I've been trying to get the work room cleaned up and kept that way, and I am finally finished with the east side of the room. Next week I'll work on the west side, but until then, I'm satisfied with the product of my hard work. I've got the east side cleaned up and labeled, and part of the west side done if I want to be truthful. It's exciting.

I also recently had my employee review. And surprisingly, my employer rated me higher than I did! And she gave me a raise and talked about how she's glad I'm with the company. Nothing like that to boost morale.

Not to mention, they got rid of the one person I couldn't stand at work. My work environment is getting better and I guess so is my attitude.



My house is for sale. I want it SO badly! But right now, I've resigned myself to the fact that I'll probably never get it. By the time our lease in the apartment is up, this house I want will probably be snatched up off the market. Maybe not though, and then we'll be able to afford it and get it. Someday... I hope. I actually think our next step will be a town home, but we'll cross that bridge when we come to it.

That's all I can think of for now, so I guess you'll hear from me next week.

Later!

Friday, May 02, 2008

Happy Hour

Well... technically it would be happy half hour.. right?

I think it's kinda funny the way things play out sometimes... How sometimes you think things are one way, and then all of a sudden they change.

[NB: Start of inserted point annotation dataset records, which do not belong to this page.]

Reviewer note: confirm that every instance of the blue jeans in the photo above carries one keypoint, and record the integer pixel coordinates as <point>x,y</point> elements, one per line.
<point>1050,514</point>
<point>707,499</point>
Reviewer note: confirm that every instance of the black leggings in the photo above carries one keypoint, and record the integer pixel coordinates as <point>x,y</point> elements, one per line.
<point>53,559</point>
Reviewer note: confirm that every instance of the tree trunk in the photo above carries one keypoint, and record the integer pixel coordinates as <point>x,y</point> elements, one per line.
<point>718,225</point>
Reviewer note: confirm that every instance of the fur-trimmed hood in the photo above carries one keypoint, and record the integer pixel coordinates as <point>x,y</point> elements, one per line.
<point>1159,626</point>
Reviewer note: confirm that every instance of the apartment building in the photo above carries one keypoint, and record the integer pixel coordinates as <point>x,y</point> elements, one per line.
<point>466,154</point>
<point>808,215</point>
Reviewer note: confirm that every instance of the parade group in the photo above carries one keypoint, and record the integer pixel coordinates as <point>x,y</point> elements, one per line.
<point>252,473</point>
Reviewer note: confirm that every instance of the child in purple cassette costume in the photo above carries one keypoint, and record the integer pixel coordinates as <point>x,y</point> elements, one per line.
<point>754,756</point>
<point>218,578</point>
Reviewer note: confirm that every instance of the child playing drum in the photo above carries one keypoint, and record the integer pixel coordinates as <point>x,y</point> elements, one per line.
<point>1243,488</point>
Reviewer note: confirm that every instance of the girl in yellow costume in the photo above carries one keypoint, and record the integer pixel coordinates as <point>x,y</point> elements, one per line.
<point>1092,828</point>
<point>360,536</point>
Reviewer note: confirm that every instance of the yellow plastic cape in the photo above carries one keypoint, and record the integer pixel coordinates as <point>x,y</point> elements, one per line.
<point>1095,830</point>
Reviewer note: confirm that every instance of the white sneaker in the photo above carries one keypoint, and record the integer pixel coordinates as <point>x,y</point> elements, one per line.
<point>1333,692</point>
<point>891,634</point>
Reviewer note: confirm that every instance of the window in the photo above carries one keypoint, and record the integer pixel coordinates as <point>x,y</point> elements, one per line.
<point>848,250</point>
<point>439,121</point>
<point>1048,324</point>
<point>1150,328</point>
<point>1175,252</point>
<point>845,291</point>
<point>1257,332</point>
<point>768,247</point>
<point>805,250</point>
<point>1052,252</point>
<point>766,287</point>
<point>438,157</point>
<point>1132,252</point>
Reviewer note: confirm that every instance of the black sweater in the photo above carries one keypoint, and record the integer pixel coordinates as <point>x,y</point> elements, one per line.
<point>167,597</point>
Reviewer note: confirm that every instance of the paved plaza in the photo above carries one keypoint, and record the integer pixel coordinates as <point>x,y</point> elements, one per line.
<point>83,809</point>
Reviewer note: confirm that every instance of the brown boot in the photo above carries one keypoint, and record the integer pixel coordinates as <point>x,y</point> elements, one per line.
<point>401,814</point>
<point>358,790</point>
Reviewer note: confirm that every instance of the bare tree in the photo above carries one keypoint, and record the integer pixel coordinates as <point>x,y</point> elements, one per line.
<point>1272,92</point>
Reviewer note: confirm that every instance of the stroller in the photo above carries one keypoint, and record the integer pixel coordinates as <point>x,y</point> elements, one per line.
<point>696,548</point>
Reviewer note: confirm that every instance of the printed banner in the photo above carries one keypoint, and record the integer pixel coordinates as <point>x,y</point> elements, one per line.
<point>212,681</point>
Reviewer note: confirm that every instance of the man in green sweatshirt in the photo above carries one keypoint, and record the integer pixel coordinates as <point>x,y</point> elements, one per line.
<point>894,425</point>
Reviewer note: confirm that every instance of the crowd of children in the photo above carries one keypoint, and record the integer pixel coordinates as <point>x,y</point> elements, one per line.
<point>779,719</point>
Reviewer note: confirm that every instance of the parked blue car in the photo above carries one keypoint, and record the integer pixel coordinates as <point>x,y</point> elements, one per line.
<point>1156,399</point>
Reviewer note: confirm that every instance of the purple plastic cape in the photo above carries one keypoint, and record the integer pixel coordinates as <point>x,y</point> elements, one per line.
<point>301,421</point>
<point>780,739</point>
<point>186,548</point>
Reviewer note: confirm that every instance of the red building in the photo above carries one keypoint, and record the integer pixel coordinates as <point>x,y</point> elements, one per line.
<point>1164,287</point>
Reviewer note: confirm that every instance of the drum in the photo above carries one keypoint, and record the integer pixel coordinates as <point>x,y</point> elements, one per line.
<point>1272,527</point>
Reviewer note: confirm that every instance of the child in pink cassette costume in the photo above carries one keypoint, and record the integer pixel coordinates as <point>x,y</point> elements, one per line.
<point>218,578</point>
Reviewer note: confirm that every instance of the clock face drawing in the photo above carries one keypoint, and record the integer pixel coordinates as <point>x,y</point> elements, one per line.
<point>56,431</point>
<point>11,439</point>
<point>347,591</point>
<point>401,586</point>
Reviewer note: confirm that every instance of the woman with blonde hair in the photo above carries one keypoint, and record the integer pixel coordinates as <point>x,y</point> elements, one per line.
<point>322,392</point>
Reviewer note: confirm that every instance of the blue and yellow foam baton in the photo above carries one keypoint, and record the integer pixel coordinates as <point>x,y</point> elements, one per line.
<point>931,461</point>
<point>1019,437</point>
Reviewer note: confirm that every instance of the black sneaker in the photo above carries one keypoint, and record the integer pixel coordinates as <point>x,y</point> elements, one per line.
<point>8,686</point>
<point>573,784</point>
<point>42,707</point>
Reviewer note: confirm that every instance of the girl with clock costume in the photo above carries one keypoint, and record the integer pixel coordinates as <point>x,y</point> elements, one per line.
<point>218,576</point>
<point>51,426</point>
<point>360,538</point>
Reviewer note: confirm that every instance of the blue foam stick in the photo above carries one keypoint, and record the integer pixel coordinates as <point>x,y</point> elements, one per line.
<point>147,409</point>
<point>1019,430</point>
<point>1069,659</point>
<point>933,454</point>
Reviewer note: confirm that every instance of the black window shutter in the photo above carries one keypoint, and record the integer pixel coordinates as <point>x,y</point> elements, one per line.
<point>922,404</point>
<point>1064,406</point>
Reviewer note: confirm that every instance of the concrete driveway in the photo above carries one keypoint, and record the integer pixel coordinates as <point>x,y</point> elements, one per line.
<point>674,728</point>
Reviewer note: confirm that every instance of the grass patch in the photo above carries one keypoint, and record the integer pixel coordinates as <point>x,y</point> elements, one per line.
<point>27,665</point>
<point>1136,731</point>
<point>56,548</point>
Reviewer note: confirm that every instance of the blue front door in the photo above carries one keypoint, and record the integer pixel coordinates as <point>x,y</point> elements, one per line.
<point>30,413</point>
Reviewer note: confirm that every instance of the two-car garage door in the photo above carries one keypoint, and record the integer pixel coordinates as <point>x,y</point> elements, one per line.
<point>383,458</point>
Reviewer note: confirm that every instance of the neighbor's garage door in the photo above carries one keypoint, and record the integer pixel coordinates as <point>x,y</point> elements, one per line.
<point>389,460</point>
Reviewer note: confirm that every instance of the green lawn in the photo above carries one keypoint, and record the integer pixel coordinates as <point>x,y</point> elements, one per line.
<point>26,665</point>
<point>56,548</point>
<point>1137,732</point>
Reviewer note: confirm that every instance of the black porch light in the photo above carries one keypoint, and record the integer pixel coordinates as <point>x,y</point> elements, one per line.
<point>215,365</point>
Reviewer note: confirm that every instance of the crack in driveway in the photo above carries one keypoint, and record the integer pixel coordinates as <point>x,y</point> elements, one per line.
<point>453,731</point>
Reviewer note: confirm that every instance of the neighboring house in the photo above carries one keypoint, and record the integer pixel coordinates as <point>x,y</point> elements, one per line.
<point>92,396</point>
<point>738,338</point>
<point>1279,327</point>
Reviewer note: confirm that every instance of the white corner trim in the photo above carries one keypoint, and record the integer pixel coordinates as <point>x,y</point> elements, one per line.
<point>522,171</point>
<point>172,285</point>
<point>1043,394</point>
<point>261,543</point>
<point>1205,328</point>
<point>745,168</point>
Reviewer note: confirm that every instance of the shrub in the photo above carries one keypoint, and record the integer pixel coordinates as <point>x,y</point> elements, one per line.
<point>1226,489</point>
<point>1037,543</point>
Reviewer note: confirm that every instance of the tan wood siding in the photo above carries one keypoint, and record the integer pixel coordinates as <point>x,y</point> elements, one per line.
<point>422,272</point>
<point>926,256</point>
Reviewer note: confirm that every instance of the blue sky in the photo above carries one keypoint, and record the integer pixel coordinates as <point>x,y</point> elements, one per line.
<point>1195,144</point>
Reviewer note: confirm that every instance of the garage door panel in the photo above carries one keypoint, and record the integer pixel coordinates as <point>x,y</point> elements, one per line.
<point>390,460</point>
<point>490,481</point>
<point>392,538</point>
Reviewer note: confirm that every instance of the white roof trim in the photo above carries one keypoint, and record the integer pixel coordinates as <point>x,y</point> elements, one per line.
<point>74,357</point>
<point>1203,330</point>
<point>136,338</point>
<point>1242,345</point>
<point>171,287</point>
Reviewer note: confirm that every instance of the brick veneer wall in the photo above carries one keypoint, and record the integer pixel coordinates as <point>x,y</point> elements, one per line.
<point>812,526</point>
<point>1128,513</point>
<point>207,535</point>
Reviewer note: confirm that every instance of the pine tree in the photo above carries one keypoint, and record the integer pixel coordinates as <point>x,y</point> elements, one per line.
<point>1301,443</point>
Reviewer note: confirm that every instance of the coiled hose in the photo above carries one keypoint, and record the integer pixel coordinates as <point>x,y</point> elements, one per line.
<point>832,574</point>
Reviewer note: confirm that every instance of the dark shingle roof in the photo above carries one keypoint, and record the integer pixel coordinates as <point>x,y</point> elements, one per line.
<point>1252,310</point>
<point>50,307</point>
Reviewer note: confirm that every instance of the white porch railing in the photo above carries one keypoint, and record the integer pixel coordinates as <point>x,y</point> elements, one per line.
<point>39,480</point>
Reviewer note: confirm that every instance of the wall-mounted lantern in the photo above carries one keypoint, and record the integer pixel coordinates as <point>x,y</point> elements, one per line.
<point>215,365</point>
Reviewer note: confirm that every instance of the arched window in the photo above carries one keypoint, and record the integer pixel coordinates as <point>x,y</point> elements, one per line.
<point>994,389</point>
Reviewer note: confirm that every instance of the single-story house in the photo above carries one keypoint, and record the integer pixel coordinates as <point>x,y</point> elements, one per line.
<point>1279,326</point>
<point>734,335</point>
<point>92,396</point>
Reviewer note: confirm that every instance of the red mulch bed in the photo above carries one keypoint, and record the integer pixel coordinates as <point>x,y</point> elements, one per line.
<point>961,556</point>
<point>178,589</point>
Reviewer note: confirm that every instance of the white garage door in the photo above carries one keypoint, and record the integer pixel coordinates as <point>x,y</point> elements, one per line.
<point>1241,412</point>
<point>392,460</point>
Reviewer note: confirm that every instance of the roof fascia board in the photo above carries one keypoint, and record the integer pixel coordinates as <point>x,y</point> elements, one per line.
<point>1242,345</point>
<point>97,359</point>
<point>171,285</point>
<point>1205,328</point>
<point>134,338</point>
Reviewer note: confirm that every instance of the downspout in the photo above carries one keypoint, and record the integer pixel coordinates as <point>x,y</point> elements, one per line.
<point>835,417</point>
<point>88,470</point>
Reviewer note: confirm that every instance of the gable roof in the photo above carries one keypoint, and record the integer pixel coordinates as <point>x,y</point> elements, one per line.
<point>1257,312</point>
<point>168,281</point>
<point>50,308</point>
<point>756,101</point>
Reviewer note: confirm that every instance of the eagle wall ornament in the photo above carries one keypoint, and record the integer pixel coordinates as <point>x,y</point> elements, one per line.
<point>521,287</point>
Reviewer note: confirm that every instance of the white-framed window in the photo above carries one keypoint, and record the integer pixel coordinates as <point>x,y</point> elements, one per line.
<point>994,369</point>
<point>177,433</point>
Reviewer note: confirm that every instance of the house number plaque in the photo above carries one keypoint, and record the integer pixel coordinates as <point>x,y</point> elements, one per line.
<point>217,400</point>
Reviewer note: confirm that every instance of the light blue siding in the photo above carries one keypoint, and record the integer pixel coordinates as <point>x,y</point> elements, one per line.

Today my "Nicole" texted me. She said she hoped my day went well and told me she was sorry for being such a horrible friend lately. Which of course sparked off a comment from me about how she wasn't horrible, that we were just going in our separate ways. It actually ended up pretty good. I guess the great thing about good friends is that no matter how different you get or how far apart you grow, eventually, you always come back together and realize what brought you together in the first place. And then that makes you realize that no matter what you'll always have that person in your life, for the times when you really need them, and the times you don't. It's amazing how things are put into perspective sometimes.